In a resolution to remember the victims of Tiananmen Square, the U.S. Congress may soon formally condemn China’s domestic and transnational repression—“transnational repression” being the term for a country government’s harassment of nationals currently residing in other countries.
Congress may also “establish a new U.S. policy to hold foreign governments and individuals accountable when they stalk, intimidate, or assault people across borders, including in the United States.”
Although we and the Chinese people and other peoples need such resolutions and legislation, they are unlikely to deter the Chinese Communist Party in the short run (“China’s crackdown on Tiananmen memorials shows its obsession with security—and growing paranoia,” The Guardian, June 4, 2024).
Hours after attending a 4 June vigil, a Chinese student overseas is contacted by her father, bearing a message from the security services: do not participate in activities that might harm China’s reputation. In a London theatre, three British actors starring in “May 35th,” a play about the 1989 Tiananmen killings, keep their identities secret and use pseudonyms. They take this step after actors drop out of a previous Tiananmen-related production in Arizona due to perceived risks to family in China.
Thirty-five years have passed since the People’s Liberation Army opened fire on the Chinese people, yet Beijing seems more determined than ever to suppress acts commemorating the deaths of 4 June—even small ones far beyond China’s own borders.
“May 35” is code for “June 4” that Hongkongers and other Chinese sometimes use to pretend that they’re not talking about June 4. It’s been in use for years. But by coincidence, this year, 2024, is 35 years after the Tiananmen Square massacre.
The Guardian attributes the Chinese state’s “obsession” and “growing paranoia” largely to “the psychology of the architect of these changes,” Dictator Xi Jinping.
Xi’s preoccupation with the fall of the Soviet Union—a “tragedy too painful to look back upon”—is well documented. His aim is regime security and protecting Communist party rule. To achieve this, his foundational doctrine may be Document 9, a secret 2013 communique outlining seven ideological threats to the party, including the promotion of constitutional democracy, western neoliberalism and “nihilistic” views of history. For decades, the received wisdom has been that China’s Communist party oscillates between hard and soft authoritarianism, cycling through periods of tightening or shou, followed by periods of loosening or fang. But the years since Xi’s 2012 ascension have been characterised by tightening followed by more tightening.
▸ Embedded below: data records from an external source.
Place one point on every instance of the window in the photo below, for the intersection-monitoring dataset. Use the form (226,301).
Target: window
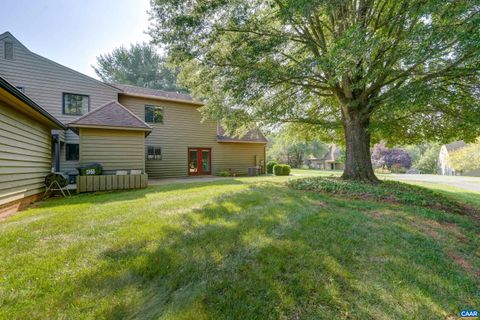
(72,151)
(153,114)
(8,50)
(75,104)
(154,153)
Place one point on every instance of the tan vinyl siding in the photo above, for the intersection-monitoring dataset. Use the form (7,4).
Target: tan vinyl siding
(113,149)
(237,157)
(45,81)
(182,128)
(25,155)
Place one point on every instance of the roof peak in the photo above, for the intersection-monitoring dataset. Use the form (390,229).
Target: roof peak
(112,114)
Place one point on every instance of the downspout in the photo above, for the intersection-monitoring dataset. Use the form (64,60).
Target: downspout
(56,155)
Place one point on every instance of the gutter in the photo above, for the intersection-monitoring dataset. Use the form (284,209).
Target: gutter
(22,97)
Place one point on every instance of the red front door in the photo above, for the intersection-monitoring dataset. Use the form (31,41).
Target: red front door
(199,161)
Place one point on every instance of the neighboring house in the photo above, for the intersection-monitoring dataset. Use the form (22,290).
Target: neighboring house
(25,148)
(330,161)
(160,133)
(444,166)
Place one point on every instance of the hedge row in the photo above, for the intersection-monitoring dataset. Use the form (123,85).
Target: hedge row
(281,170)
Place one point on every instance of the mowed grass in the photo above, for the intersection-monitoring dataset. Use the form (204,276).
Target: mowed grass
(246,248)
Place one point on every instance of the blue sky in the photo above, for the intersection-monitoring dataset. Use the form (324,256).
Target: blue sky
(72,32)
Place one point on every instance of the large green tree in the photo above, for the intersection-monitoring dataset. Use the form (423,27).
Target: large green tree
(140,65)
(402,70)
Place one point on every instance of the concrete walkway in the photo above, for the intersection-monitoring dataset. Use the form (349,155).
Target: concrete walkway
(467,183)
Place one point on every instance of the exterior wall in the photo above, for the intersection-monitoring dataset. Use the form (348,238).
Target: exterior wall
(183,128)
(25,155)
(45,81)
(113,149)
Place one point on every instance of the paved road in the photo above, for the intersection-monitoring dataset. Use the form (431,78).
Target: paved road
(467,183)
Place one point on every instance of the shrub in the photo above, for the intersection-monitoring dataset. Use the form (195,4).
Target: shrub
(281,170)
(270,165)
(224,173)
(382,171)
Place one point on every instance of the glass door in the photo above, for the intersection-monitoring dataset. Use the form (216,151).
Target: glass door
(199,161)
(192,162)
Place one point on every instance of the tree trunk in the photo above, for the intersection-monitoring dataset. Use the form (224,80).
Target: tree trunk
(358,163)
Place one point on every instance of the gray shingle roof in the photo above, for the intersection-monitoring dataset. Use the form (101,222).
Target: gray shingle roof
(129,89)
(112,114)
(254,135)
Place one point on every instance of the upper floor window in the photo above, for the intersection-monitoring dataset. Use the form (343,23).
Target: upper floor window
(154,153)
(75,104)
(8,50)
(153,114)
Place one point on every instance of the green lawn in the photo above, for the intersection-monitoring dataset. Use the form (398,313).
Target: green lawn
(245,248)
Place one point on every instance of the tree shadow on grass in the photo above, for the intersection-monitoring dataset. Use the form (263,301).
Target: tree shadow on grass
(270,253)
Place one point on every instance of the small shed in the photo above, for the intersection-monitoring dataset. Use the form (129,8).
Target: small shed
(25,148)
(112,136)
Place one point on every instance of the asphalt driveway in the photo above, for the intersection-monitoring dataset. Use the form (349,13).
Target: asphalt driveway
(463,182)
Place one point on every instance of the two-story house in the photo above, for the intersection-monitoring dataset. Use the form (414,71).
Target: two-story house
(125,127)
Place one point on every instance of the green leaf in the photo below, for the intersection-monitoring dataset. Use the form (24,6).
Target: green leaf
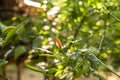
(52,70)
(99,76)
(58,72)
(2,26)
(1,41)
(93,61)
(93,50)
(12,32)
(19,51)
(3,62)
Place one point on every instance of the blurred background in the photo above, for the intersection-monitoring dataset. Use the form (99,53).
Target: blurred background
(60,34)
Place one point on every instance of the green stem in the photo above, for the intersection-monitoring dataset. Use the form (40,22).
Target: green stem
(117,19)
(106,66)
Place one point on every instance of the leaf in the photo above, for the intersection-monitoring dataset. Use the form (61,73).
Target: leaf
(58,72)
(99,76)
(93,50)
(94,62)
(19,51)
(2,26)
(52,70)
(3,62)
(12,32)
(1,41)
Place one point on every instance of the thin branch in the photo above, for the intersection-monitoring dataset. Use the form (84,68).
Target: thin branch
(77,31)
(117,19)
(106,66)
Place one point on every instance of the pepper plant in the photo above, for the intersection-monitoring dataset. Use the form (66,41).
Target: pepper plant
(68,38)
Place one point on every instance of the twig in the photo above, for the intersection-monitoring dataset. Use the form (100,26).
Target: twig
(77,30)
(106,66)
(117,19)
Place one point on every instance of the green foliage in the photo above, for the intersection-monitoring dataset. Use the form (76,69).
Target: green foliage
(88,30)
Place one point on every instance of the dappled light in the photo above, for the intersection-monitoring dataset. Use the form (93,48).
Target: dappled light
(59,40)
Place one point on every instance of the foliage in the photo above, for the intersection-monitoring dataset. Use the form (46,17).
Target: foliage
(88,32)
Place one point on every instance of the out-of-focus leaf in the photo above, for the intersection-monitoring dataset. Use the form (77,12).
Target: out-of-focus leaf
(52,70)
(19,51)
(3,62)
(12,32)
(93,50)
(1,41)
(58,72)
(2,26)
(93,61)
(99,76)
(7,29)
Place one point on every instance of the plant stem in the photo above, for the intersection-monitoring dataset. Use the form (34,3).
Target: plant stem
(106,66)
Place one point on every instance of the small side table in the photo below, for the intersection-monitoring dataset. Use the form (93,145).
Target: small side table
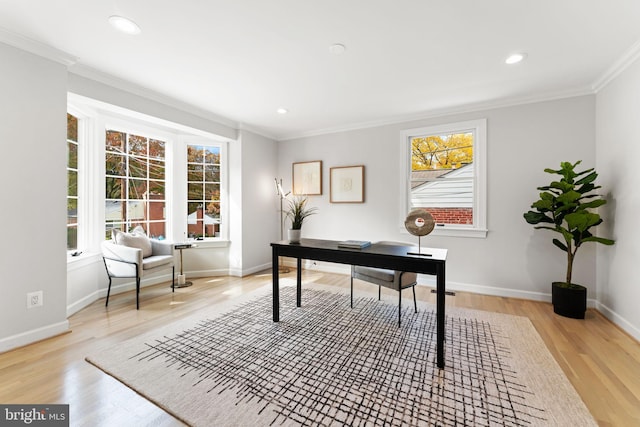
(182,283)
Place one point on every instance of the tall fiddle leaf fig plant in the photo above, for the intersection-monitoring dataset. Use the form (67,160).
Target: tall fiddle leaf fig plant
(566,207)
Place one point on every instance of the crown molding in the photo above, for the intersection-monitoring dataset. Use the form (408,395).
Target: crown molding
(462,109)
(628,58)
(124,85)
(37,48)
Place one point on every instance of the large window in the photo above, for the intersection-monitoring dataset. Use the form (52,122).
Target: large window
(445,170)
(203,191)
(72,182)
(135,183)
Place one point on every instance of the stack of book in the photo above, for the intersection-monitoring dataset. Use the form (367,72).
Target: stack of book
(354,244)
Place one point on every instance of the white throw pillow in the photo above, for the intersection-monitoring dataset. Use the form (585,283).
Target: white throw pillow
(135,239)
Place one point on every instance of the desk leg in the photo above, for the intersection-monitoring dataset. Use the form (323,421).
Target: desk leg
(440,314)
(276,285)
(299,283)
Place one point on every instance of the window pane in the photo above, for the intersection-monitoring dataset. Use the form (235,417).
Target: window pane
(72,211)
(213,210)
(212,192)
(72,183)
(72,128)
(212,173)
(442,176)
(195,172)
(156,149)
(136,211)
(195,154)
(72,238)
(115,141)
(72,155)
(195,191)
(137,167)
(141,190)
(157,230)
(156,211)
(203,189)
(114,188)
(137,189)
(115,164)
(212,155)
(137,145)
(156,169)
(156,190)
(114,211)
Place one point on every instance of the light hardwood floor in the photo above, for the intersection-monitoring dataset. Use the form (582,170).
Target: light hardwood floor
(601,361)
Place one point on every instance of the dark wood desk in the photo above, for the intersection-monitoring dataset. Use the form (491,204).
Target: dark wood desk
(377,255)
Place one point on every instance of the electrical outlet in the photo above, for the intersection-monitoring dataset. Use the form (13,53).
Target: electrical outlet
(34,299)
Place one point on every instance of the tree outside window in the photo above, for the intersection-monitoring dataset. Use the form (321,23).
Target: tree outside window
(72,182)
(135,183)
(203,191)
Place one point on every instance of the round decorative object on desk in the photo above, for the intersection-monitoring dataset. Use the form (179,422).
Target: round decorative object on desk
(294,235)
(419,222)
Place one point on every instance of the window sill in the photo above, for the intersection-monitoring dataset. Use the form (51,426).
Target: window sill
(82,260)
(212,243)
(453,231)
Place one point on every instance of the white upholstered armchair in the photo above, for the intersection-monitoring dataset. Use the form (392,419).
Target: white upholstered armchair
(133,255)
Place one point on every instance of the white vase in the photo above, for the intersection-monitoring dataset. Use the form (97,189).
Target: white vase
(294,235)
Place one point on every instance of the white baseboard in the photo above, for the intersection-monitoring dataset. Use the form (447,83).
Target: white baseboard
(32,336)
(618,320)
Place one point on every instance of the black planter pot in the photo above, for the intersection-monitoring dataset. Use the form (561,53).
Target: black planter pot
(569,299)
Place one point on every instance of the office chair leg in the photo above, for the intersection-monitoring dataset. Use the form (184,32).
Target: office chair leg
(137,293)
(108,292)
(399,305)
(351,291)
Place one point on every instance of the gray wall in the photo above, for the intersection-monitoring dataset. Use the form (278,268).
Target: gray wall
(33,174)
(618,153)
(522,141)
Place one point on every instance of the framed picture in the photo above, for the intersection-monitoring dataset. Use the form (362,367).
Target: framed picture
(307,178)
(347,184)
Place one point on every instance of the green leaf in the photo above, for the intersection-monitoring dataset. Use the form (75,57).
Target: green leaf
(543,205)
(536,217)
(599,240)
(587,179)
(582,220)
(561,245)
(569,197)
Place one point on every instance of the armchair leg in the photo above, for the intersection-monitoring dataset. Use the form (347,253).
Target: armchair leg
(399,305)
(108,292)
(351,291)
(137,293)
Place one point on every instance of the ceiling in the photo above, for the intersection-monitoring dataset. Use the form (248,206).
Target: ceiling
(240,60)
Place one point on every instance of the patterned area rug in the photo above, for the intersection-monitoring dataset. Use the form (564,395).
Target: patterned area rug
(326,364)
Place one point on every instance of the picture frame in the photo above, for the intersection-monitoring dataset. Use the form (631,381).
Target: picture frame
(307,178)
(346,184)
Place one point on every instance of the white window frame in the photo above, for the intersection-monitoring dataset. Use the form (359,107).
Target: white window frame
(97,117)
(479,128)
(132,128)
(224,205)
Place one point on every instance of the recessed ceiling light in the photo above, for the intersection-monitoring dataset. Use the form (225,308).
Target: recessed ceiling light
(124,25)
(337,49)
(515,58)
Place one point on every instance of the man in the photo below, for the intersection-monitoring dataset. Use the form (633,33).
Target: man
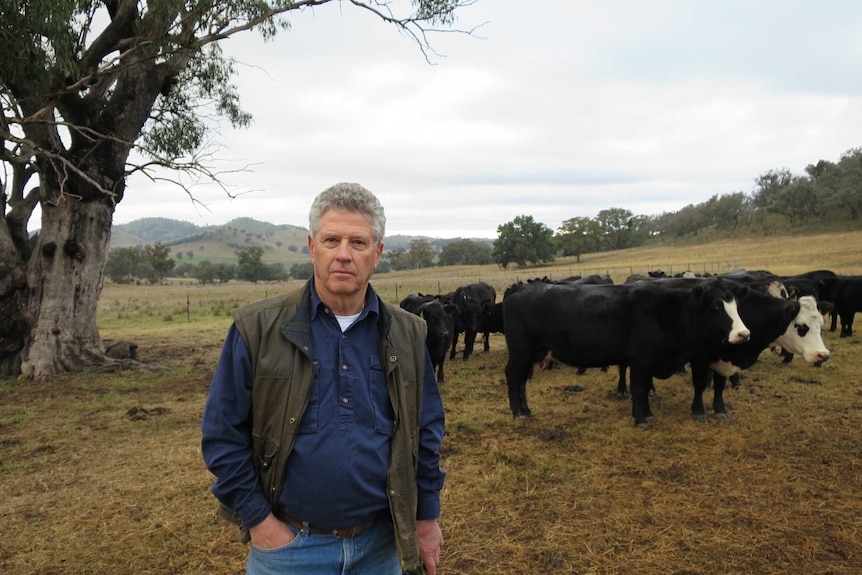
(324,420)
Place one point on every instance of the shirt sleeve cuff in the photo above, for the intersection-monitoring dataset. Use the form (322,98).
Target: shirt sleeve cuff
(428,507)
(251,515)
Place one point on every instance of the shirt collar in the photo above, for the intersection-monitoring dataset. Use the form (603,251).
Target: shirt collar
(372,304)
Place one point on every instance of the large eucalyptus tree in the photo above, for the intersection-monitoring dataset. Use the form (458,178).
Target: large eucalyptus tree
(83,84)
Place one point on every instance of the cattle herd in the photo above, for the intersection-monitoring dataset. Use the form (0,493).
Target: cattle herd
(650,327)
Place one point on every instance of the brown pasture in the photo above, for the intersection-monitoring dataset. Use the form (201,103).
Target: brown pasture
(102,473)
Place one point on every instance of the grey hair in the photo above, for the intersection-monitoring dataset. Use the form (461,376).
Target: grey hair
(350,197)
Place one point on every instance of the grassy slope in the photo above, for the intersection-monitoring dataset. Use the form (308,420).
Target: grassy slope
(102,473)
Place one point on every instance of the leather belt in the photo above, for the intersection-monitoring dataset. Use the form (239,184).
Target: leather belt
(307,528)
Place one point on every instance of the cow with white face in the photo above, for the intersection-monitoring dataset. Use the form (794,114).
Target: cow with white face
(803,335)
(651,329)
(794,325)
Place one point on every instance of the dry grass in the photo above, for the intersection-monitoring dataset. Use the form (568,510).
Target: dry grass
(103,474)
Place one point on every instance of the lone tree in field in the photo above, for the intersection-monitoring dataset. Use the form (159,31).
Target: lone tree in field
(83,84)
(523,240)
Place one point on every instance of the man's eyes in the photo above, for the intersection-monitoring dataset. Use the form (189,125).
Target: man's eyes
(361,244)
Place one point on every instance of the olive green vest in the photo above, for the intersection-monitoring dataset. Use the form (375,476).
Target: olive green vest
(277,333)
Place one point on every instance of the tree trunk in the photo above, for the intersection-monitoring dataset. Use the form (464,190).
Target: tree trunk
(65,275)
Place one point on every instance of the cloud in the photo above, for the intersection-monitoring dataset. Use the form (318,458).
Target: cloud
(554,112)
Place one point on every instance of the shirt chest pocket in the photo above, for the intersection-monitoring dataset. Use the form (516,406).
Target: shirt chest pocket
(384,415)
(311,415)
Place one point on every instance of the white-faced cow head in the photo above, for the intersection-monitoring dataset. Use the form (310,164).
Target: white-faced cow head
(803,334)
(739,333)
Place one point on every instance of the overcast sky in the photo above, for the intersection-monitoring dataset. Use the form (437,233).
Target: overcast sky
(555,109)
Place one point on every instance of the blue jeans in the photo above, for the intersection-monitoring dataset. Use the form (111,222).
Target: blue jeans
(372,552)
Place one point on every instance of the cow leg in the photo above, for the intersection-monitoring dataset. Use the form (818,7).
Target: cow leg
(469,342)
(622,388)
(718,384)
(454,344)
(847,323)
(700,379)
(516,380)
(640,386)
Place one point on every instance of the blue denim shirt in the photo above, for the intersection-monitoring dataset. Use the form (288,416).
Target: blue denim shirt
(336,473)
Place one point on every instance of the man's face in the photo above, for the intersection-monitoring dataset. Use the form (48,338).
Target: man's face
(344,255)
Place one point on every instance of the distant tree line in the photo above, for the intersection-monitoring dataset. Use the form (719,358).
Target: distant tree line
(827,193)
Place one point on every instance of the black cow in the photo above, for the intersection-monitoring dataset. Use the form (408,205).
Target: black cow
(845,293)
(795,325)
(474,301)
(652,329)
(440,327)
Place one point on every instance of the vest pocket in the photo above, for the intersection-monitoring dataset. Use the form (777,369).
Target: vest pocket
(383,414)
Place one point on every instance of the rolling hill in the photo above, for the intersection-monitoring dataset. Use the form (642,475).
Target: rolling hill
(283,243)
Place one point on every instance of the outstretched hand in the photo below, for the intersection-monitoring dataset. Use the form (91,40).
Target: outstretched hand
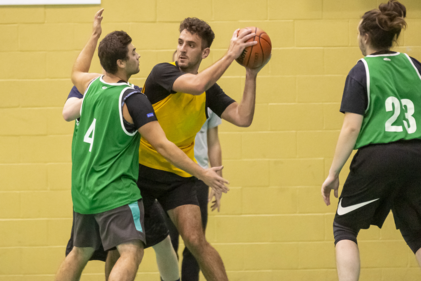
(216,203)
(332,182)
(96,28)
(254,71)
(213,180)
(239,42)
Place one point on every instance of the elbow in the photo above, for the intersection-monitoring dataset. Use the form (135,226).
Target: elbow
(66,116)
(198,87)
(245,123)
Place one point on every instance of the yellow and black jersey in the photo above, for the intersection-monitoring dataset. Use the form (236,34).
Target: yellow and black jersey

Case in point: Hong Kong, “whose position as an economic powerhouse has been sacrificed in the interests of national security.”
How pivotal has Xi been in killing off the last of Hong Kong’s rights and freedoms? That process has been underway at least since Britain gave Hong Kong to China in 1997. But it’s probably true that Xi expedited things. The National Security Law of 2020 could not have been imposed on Hong Kong without his okay.
In 2021, Chow Hang-tung (shown above), a Hong Kong lawyer and pro-democracy activist arrested by the Chinese government for helping to organize vigils to remember Tiananmen Square, made a statement in court in which she urged listeners not to “delude ourselves that this is all about COVID-19 and that the criminalization of the vigil is only an exceptional measure at an exceptional time. What happened here is instead one step in the systemic erasure of history, both of the Tiananmen Massacre and Hong Kong’s own history of civic resistance.”
If it wasn’t easy three years ago to see how right she was, it is certainly easy now.
In her statement, Chow Hang-tung also said that remembering Tiananmen Square is no longer about remembering “some far-away suffering whose relevance wanes as each day passes. Now it is a suppression shared across time, across distance, across identities.”
Chow was recently arrested again for social-media posts about Tiananmen Square published a few days before the 35-year anniversary.